Il turismo, ovvero quel settore dell’economia nazionale che dovrebbe essere la principale risorsa di sviluppo dell’Italia, il paese che concentra il maggior numero di giacimenti culturali nel mondo, è sempre più una cenerentola. Dopo essere stata superata da Spagna e Francia, l’Italia è ora sorpassata anche dalla Germania.
Un dato che ha sconcertato l’assessore al turismo della regione Veneto Marino Finozzi: «di fronte a notizie del genere, vedere che lo Stato vuole riaccentrare le competenze e mettersi in sostanza a fare l’imprenditore turistico mi fa rabbrividire: liberi piuttosto gli imprenditori veri dalle pastoie e dai costi aggiuntivi che ci mettono fuori mercato. Ci penseranno loro a far crescere il settore, come hanno fatto nei decenni d’oro durante i quali l’Italia era la prima meta turistica del mondo».
Finozzi allarga il suo ragionamento: «il mio sconcerto nasce anche dal constatare che, in un anno “meteorologicamente” nero come il 2014, il turismo del Veneto, dove si conta un pernottamento ogni sei registrati in tutta la penisola, è in controtendenza rispetto al resto d’Italia e cresce in arrivi e presenze. Che non sono di per sé determinanti perché ciò che alla fine interessa le imprese turistiche è il reddito, che quest’anno deve fare i conti con danni materiali, cambiamenti forzati di abitudini turistiche e sconti per non perdere la clientela, anche se paga lo scotto. Ma se in una situazione non rosea calano anche questi, c’è da piangere».

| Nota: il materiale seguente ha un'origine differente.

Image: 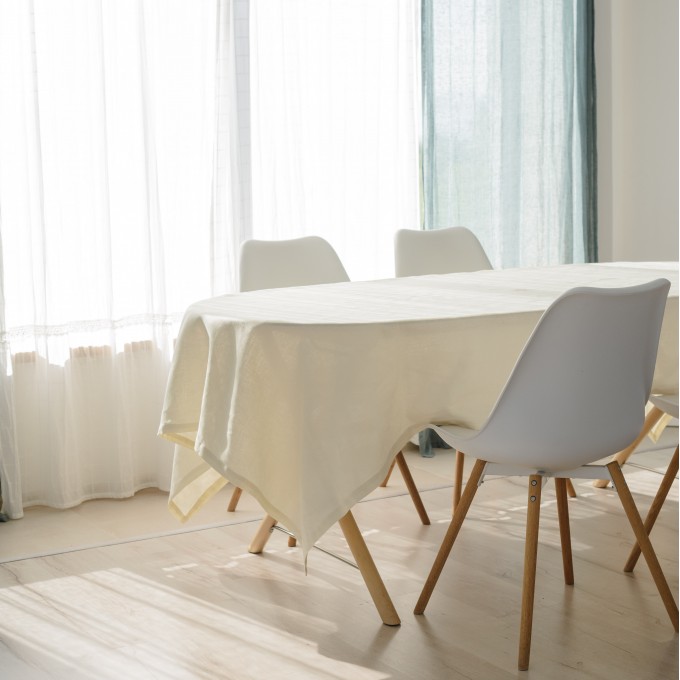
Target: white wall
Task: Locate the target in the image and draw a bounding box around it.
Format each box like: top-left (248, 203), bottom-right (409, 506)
top-left (595, 0), bottom-right (679, 262)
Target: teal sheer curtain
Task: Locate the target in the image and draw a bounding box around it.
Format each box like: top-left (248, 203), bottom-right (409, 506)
top-left (421, 0), bottom-right (597, 267)
top-left (419, 0), bottom-right (597, 456)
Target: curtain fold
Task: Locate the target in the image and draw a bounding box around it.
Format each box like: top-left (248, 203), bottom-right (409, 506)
top-left (421, 0), bottom-right (597, 267)
top-left (250, 0), bottom-right (420, 279)
top-left (0, 0), bottom-right (244, 510)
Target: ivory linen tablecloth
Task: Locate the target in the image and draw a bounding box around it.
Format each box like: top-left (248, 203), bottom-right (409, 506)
top-left (159, 263), bottom-right (678, 556)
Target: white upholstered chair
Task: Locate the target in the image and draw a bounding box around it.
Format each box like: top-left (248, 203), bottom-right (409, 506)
top-left (394, 227), bottom-right (492, 277)
top-left (390, 227), bottom-right (576, 510)
top-left (415, 279), bottom-right (678, 670)
top-left (394, 227), bottom-right (493, 510)
top-left (227, 236), bottom-right (430, 532)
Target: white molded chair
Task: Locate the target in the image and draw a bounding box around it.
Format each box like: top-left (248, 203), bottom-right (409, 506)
top-left (239, 236), bottom-right (349, 293)
top-left (390, 227), bottom-right (576, 511)
top-left (394, 227), bottom-right (493, 510)
top-left (227, 236), bottom-right (430, 532)
top-left (415, 279), bottom-right (678, 670)
top-left (394, 227), bottom-right (493, 277)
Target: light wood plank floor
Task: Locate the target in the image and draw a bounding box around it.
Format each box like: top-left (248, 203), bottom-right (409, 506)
top-left (0, 440), bottom-right (678, 680)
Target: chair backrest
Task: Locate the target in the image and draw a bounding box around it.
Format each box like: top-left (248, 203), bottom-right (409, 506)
top-left (649, 394), bottom-right (680, 418)
top-left (394, 227), bottom-right (492, 276)
top-left (465, 279), bottom-right (670, 471)
top-left (239, 236), bottom-right (349, 292)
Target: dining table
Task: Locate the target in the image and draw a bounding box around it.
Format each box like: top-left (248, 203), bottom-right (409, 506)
top-left (159, 262), bottom-right (678, 625)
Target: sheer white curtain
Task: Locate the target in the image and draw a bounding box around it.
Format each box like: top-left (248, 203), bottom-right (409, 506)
top-left (250, 0), bottom-right (420, 279)
top-left (0, 0), bottom-right (247, 517)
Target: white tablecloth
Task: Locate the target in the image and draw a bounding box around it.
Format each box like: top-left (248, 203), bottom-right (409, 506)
top-left (159, 263), bottom-right (678, 554)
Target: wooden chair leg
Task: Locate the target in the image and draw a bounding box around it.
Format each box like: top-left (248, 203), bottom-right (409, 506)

Come fare per affrontare la situazione? «Non ho ricette “politiche” miracolose – dice Finozzi – ma mi faccio interprete delle lamentele dei nostri operatori: per prima cosa occorre intervenire abbassando la fiscalità generale e locale per recuperare margini di concorrenzialità. Secondo Trivago, gli hotel italiani sono tra i più cari d’Europa. Questo dipende anche, se non soprattutto, da imposte e balzelli che dai noi sono ormai altissimi e compromettono la possibilità di far crescere una ricchezza in un settore dove dovremmo primeggiare. Gli albergatori, tra Imu e Tasi, devono pagare fino a 770 euro a stanza solo per il fatto che questa esiste. L’Iva nel comparto ha un’aliquota tra le più alte del vecchio continente, mentre i redditi sono assorbiti dalle tasse per circa il 50%. In queste condizioni si fatica non solo ad essere concorrenziali, ma anche ad investire in qualità per dare le risposte richieste dai turisti di oggi. Poi, evitiamo di fare leggi stupide, come quelle sulla demanialità o sui campeggi. L’imprenditore ha bisogno di regole chiare, poche, di buon senso e non punitive. E attenzione ai contributi pubblici: devono servire veramente ma essere investiti seriamente. Se la crescita di ricchezza si dovesse calcolare sulla base dei contributi elargiti, il nostro Sud dovrebbe essere la capitale mondiale del turismo, cosa che forse merita, ma che non è. E noi dovremmo essere in fondo alla classifica, mentre siamo in cima. Mi fermo qui, sperando che le diatribe in politichese che ci sommergono ormai da anni possano veder emergere i fatti dei quali abbiamo bisogno, e non solo nel turismo».